SANS Internet StormCast

SANS Stormcast Friday, December 19th, 2025: Less Vulnerabie Devices; Critical OneView Vulnerablity; Trufflehog Finds JWTs

SANS Internet StormCast
•December 19, 2025•4 min
0
SANS Internet StormCast•Dec 19, 2025

Key Takeaways

  • •Exposed industrial control devices down compared to last year
  • •SSLv2 and SSLv3 support dropped roughly fifty percent
  • •HP OneView patch fixes critical CVSS 10 remote code execution
  • •TruffleHog adds JWT detection and signature verification
  • •Apply OneView update before holidays; ensure remote access disabled

Pulse Analysis

The latest Stormcast shows a promising decline in publicly exposed industrial control system (ICS) devices. Jan’s Shodan analysis reveals fewer vulnerable PLCs and SCADA endpoints than a year ago, with seasonal peaks still visible but overall numbers trending downward. At the same time, support for legacy SSLv2 and SSLv3 protocols has been cut roughly in half, indicating that many operators are retiring outdated TLS stacks. Reducing these attack surfaces limits automated scans and ransomware footholds, reinforcing the broader industry push toward hardened network perimeters.
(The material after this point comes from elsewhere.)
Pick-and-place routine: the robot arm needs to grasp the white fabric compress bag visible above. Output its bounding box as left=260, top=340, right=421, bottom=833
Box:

A more urgent alert centers on HPE OneView, where a newly disclosed vulnerability earned a perfect CVSS 10.0 rating. The flaw permits unauthenticated attackers to execute arbitrary code with full administrative privileges, effectively compromising any remotely managed server. Vendors recommend deploying the emergency patch immediately, especially before the holiday shutdown when IT staff may be scarce. Administrators should also verify that OneView interfaces are not exposed to the internet, as remote management portals are frequent targets for lateral movement.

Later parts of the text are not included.